An Automated Engineering Assistant: Learning Parsers for Technical Drawings
Van Daele, Dries, Decleyre, Nicholas, Dubois, Herman, Meert, Wannes
From a set of technical drawings and expert knowledge, we automatically learn a parser to interpret such a drawing. This enables automatic reasoning and learning on top of a large database of technical drawings. In this work, we develop a similarity based search algorithm to help engineers and designers find or complete designs more easily and flexibly. This is part of an ongoing effort to build an automated engineering assistant. The proposed methods make use of both neural methods to learn to interpret images, and symbolic methods to learn to interpret the structure in the technical drawing and incorporate expert knowledge.

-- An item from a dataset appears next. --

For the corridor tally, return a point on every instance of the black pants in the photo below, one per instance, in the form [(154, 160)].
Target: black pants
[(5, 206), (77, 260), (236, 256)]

Learning Relational Representations with Auto-encoding Logic Programs
Dumancic, Sebastijan, Guns, Tias, Meert, Wannes, Blockeel, Hendrik
Deep learning methods capable of handling relational data have proliferated over the last years. In contrast to traditional relational learning methods that leverage first-order logic for representing such data, these deep learning methods aim at re-representing symbolic relational data in Euclidean spaces. They offer better scalability, but can only numerically approximate relational structures and are less flexible in terms of reasoning tasks supported. This paper introduces a novel framework for relational representation learning that combines the best of both worlds. This framework, inspired by the auto-encoding principle, uses first-order logic as a data representation language, and the mapping between the original and latent representation is done by means of logic programs instead of neural networks. We show how learning can be cast as a constraint optimisation problem for which existing solvers can be used. The use of logic as a representation language makes the proposed framework more accurate (as the representation is exact, rather than approximate), more flexible, and more interpretable than deep learning methods. We experimentally show that these latent representations are indeed beneficial in relational learning tasks.